Refugiados
Em primeiro lugar, não gostamos de ser chamados “refugiados”. Chamamo-nos
uns aos outros “recém-chegados” ou “imigrantes”. Os nossos jornais são jornais
para “americanos de língua alemã”; e, tanto quanto sei, não há e nunca houve
qualquer clube fundado pelos perseguidos por Hitler cujo nome indicasse que os
seus membros são refugiados. Um refugiado costuma ser uma pessoa obrigada a
procurar refúgio devido a algum acto cometido ou por tomar alguma opinião
política. Bom, é verdade que tivemos que procurar refúgio; mas não cometemos
nenhum acto e a maioria de nós nunca sonhou em ter qualquer opinião política
radical. O sentido do termo “refugiado” mudou connosco. Agora“refugiados” são
aqueles de nós que chegaram à infelicidade de chegar a um novo país sem meios e
tiveram que ser ajudados por comités de refugiados. Antes desta guerra começar
eramos ainda mais sensíveis quanto ao sermos chamados refugiados. Demos o nosso
melhor para provar aos outros que eramos apenas imigrantes comuns. Afirmávamos
que tínhamos partido pela nossa própria vontade para países da nossa escolha e
negávamos que a nossa situação tivesse algo a ver com “supostos problemas
judaicos”. Sim,erámos“imigrantes”ou“recém-chegados”que tínhamos deixado o nosso
país porque, num belo dia, não nos convinha mais ficar, ou puramente por razões
económicas. Queríamos reconstruir as nossas vidas, isso era tudo. De modo a
reconstruir a vida tem que se ser forte e optimista. Portanto, erámos bastante
optimistas. Com efeito, o nosso optimismo é admirável, mesmo que sejamos nós a
dizê-lo. A história da nossa luta finalmente tornou-se conhecida. Perdemos a
nossa casa o que significa a familiaridade da vida quotidiana. Perdemos a nossa
ocupação o que significa a confiança de que tínhamos algum uso neste mundo.

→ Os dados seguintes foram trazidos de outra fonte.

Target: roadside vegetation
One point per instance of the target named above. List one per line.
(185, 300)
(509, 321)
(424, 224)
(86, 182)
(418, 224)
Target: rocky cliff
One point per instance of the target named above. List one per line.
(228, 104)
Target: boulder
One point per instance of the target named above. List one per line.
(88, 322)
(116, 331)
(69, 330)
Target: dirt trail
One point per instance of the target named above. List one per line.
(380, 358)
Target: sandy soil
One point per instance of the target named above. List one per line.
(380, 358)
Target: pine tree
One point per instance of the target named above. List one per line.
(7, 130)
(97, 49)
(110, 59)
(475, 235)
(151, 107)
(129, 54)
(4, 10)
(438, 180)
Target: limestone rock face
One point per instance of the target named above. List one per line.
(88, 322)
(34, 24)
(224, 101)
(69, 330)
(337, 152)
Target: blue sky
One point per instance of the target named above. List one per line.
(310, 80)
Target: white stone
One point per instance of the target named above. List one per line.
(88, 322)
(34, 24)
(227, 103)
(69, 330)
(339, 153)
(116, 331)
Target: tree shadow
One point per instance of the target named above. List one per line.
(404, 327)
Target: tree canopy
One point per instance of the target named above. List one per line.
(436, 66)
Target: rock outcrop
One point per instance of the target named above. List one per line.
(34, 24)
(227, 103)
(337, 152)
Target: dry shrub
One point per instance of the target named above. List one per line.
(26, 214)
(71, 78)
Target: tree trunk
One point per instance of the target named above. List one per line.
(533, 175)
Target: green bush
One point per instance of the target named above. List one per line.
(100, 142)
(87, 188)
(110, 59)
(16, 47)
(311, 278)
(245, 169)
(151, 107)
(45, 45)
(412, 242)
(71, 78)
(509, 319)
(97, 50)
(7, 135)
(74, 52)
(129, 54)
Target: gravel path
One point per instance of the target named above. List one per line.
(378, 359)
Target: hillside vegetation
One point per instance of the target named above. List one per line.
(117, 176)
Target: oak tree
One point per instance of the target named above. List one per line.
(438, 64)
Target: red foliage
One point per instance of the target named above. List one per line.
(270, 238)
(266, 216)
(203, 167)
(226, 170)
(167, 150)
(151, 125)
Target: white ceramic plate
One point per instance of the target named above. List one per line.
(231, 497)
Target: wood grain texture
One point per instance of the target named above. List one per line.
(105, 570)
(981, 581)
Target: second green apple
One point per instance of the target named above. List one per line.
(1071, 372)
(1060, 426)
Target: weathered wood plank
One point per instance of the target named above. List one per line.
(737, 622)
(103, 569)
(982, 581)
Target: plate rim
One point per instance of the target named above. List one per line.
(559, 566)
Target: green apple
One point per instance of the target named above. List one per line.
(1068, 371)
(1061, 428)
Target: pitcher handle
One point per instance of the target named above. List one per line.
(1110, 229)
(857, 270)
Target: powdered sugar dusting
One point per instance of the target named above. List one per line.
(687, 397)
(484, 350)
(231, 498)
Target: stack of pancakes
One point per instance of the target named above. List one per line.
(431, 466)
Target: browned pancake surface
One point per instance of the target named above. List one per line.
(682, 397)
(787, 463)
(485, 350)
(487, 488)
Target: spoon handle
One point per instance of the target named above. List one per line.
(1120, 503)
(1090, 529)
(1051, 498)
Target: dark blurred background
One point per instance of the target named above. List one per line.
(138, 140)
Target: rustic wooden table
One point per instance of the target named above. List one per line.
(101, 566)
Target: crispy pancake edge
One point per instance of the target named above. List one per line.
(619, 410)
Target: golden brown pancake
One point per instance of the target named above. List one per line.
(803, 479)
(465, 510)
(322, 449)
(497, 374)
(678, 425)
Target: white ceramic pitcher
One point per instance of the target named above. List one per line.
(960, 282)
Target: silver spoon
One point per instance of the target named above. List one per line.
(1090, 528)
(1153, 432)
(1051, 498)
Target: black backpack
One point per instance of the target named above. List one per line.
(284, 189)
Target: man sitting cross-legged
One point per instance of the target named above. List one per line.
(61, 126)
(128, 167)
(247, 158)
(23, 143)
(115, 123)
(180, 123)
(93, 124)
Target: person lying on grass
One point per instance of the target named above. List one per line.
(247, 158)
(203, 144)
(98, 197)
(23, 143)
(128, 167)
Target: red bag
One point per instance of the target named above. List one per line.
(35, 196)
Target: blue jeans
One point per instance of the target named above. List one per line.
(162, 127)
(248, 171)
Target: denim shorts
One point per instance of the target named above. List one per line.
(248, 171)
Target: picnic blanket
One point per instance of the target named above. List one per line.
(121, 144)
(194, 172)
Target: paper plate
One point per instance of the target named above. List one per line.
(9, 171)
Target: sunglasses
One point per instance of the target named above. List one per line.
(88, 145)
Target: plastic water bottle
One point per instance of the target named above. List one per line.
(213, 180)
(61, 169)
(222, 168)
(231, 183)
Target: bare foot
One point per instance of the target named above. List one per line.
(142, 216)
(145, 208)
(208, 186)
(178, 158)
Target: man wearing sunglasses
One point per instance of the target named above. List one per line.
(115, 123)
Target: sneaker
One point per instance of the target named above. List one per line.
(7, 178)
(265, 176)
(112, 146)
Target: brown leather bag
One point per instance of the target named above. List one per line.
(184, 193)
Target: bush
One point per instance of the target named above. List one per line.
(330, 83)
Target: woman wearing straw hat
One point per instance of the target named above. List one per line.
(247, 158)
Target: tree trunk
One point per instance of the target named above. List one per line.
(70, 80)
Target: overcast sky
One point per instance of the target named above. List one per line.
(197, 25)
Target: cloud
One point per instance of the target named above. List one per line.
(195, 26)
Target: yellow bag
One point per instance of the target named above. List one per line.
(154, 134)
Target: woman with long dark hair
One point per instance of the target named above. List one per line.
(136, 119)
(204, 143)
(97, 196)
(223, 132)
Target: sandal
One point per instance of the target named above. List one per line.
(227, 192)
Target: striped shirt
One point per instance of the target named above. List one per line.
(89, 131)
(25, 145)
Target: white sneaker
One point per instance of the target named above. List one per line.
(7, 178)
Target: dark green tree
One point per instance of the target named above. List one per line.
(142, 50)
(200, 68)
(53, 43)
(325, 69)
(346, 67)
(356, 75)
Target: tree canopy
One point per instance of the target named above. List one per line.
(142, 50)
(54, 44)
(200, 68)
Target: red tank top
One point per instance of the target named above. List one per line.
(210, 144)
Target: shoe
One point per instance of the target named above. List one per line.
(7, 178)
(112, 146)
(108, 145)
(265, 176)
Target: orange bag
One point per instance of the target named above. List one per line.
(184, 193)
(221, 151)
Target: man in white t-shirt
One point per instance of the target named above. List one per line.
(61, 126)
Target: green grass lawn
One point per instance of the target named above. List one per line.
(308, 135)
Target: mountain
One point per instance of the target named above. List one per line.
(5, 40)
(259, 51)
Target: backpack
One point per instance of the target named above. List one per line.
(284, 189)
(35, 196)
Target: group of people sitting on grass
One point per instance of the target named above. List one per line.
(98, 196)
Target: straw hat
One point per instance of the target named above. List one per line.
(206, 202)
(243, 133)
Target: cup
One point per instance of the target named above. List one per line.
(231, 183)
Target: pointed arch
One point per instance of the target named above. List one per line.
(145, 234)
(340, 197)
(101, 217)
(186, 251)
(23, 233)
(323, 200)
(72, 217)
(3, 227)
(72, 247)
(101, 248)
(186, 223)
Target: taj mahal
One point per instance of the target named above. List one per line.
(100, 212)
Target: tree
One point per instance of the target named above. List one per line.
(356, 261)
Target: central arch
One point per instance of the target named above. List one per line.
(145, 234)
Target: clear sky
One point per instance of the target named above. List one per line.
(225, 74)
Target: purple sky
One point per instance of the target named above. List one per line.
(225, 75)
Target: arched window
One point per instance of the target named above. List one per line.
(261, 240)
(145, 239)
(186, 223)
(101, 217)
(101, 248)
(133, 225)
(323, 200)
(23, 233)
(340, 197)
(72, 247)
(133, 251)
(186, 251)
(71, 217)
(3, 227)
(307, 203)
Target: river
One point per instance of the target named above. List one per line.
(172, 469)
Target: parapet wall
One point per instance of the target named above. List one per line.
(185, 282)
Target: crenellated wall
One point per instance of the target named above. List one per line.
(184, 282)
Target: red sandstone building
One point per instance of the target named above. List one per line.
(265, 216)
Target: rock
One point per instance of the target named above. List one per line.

Perdemos a nossa língua o que significa a naturalidade das reacções, a
simplicidade dos gestos, a expressão impassível dos sentimentos. Deixámos os
nossos familiares nos guetos polacos e os nossos melhores amigos foram mortos
em campos de concentração e tal significa a ruptura das nossas vidas privadas.
Não obstante, logo que fomos salvos – e a maioria de nós teve que ser salvo
várias vezes – começámos a nossas novas vidas e tentávamos seguir tão próximo
quanto possível todos os bons conselhos que os nossos salvadores nos
transmitiram. Foi-nos dito; e esquecemos mais rápido do que alguém poderia
imaginar. De um modo amigável foi-nos lembrado que o novo país tornar-se-ia uma
nova casa; e depois de quatro semanas em França ou seis semanas na América,
fingiríamos ser franceses ou americanos. Os mais optimistas entre nós teriam
mesmo acrescentado que toda a sua vida anterior teria sido passada numa espécie
de exílio inconsciente e apenas o seu novo país lhes ensinaria agora com o que
se parece uma casa. É verdade que por vezes levantámos objecções quando nos
disseram para esquecer o nosso trabalho anterior; e logo que o nosso estatuto
social está em jogo é-nos extremamente difícil desembaraçarmo-nos dos nossos
ideais. Com a língua, contudo, não encontramos dificuldades: depois de um único
ano os optimistas estavam convencidos que falavam inglês tão bem quanto a sua
língua materna; e depois de dois anos juravam solenemente que falavam inglês
melhor do que qualquer outra língua – o seu alemão é uma língua que dificilmente
lembram.
Hannah Arendt, Nós os refugiados, pp. 7 e 8
Tradução Ricardo Santos,
Universidade da Beira Interior, Covilhã
Para ler o artigo na totalidade
Sabia que ...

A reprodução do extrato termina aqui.